L’uso di alti dosaggi di antrachinoni provoca una diminuzione del tempo di transito intestinale: questo può ridurre l’assorbimento di farmaci, eventualmente assunti per via orale (anche la pillola anticoncezionale). Il dosaggio quindi deve essere il più basso possibile, tale da determinare una funzione pressoché fisiologica, senza causare crampi e dolori addominali. È bene inoltre assumere i lassativi in momenti diversi rispetto ai farmaci, per non interferire sul loro assorbimento e quindi sulla loro efficacia.
Inoltre, l’azione irritante tipica delle droghe antrachinoniche ne sconsiglia l’uso in presenza di emorroidi, processi infiammatori a carico degli organi del piccolo bacino come l’appendicite, diverticoli intestinali, fistole perianali, durante le mestruazioni, specie se si presentano dolorose, in pazienti portatori del morbo di Crohn o di rettocolite ulcerosa; in età pediatrica; durante la gravidanza e l’allattamento (passa nel latte materno). In tutti questi casi esistono altri rimedi efficaci, ma più delicati sull’intestino e sull’intero organismo.
Un uso troppo prolungato di lassativi antrachinonici provoca perdita di potassio, fatto che deve essere tenuto presente quando si assumono diuretici o farmaci che regolano il ritmo cardiaco.
Infine, l’uso eccessivo o prolungato di lassativi antrachinonici può comportare numerose interazioni con farmaci o altre piante medicinali.
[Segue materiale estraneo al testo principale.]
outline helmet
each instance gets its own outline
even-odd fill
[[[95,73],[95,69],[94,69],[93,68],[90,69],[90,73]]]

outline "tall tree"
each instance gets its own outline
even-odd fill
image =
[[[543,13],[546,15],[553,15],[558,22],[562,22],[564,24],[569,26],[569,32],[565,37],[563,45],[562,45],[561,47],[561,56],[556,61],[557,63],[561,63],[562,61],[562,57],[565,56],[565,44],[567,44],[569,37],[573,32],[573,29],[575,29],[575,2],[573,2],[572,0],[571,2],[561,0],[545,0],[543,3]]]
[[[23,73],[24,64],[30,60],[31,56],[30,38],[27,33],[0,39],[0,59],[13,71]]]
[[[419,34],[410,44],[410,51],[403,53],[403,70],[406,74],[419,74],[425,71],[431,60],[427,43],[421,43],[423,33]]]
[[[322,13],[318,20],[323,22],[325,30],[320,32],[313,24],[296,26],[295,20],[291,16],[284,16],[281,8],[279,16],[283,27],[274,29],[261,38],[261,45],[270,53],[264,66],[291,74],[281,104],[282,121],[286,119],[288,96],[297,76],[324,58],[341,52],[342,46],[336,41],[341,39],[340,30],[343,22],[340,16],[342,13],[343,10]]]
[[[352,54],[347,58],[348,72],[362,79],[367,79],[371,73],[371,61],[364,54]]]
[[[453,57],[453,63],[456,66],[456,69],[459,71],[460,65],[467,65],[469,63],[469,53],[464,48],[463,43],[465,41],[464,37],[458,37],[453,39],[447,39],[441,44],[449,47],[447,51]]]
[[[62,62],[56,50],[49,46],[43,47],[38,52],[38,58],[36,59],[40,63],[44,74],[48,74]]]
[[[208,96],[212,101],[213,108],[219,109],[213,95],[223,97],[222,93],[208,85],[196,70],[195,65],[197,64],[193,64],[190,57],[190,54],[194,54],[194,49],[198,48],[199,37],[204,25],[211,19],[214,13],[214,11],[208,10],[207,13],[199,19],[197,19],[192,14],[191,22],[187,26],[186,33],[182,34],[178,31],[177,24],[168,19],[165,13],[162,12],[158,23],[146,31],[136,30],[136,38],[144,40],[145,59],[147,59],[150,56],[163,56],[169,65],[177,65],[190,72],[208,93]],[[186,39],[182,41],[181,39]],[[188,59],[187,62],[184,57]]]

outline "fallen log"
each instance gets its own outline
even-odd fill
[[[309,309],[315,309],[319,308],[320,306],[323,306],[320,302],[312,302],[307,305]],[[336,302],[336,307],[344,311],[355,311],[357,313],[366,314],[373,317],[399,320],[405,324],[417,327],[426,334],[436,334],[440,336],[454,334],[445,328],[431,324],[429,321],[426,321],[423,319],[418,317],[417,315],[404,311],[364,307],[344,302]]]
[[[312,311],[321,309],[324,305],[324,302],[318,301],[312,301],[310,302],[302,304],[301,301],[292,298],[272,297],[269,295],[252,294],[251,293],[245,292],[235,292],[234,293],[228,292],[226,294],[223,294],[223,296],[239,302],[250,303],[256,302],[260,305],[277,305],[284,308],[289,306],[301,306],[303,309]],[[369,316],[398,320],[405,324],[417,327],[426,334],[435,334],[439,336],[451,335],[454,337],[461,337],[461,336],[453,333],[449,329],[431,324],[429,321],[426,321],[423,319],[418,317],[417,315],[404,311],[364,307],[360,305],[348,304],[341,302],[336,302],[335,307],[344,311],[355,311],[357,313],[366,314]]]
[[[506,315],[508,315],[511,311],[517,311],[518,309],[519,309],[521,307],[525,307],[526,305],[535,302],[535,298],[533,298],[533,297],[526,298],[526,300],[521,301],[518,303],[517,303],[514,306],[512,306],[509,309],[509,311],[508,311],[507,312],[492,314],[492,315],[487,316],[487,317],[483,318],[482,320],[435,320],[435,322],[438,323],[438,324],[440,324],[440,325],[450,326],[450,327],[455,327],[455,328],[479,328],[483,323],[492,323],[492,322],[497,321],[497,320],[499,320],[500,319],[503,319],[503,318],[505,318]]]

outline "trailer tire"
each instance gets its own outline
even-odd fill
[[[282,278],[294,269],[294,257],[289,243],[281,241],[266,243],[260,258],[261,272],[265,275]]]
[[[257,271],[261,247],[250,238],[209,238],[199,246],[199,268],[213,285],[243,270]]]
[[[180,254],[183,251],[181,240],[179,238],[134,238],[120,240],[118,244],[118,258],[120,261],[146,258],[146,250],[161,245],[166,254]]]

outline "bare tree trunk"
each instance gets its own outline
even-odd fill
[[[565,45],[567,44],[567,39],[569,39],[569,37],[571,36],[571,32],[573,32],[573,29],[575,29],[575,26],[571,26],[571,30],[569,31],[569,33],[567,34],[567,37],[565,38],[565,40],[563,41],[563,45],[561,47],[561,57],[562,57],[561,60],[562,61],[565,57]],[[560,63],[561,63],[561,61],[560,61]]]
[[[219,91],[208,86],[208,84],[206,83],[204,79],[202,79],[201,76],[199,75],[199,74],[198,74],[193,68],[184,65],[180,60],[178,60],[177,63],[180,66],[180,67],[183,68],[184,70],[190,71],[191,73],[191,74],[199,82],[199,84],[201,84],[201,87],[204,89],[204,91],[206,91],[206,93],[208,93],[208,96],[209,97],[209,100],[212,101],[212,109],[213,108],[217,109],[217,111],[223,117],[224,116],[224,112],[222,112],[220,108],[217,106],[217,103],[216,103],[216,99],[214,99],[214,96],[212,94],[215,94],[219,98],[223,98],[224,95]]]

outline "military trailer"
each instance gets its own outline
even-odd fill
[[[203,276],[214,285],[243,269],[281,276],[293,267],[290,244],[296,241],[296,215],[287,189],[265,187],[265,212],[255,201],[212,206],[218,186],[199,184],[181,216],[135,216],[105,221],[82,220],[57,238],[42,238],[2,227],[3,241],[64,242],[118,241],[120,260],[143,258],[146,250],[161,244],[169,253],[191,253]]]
Come altre droghe antrachinoniche, la senna può determinare un incremento della tossicità della digossina. L’effetto sembra sia legato all’ ipopotassiemia che si verifica in seguito ad un eccessivo uso di tali lassativi. La riduzione dei livelli di potassio è dovuta in parte ad una sua eliminazione diretta con le feci ed in parte rappresenta un effetto renale secondario alla deplezione di sodio. L’ipopotassiemia associata alla senna si manifesta dopo circa 1-2 settimane di trattamento con la droga ed è caratterizzata da letargia, crampi muscolari, cefalea, parestesie, tetania, edema periferico, dispnea e ipertensione. La tossicità indotta dalla digossina si presenta invece con sintomi quali anoressia, nausea, vomito, diarrea, debolezza, disturbi visivi e tachicardia ventricolare. Questo tipo di interazione può verificarsi, oltre che con la digitale (o con i suoi principi attivi), anche con altre droghe cardiotoniche quali Adonide, Mughetto, Scilla, Strofanto, Giusquiamo ecc. Per tali ragioni dovrebbe essere sconsigliato ai pazienti in terapia con cardiotonici l’uso di lassativi antrachinonici. Analogamente l’ipokaliemia i può incrementare la tossicità di farmaci antiaritmici (chinidina, idrochinidina) e di beta bloccanti. L’ipopotassiemia associata agli antrachinoni può essere aggravata dalla somministrazione concomitante di corticosteroidi, diuretici e liquirizia. Infine, i sennosidi possono aggravare la nefropatia indotta dagli analgesici.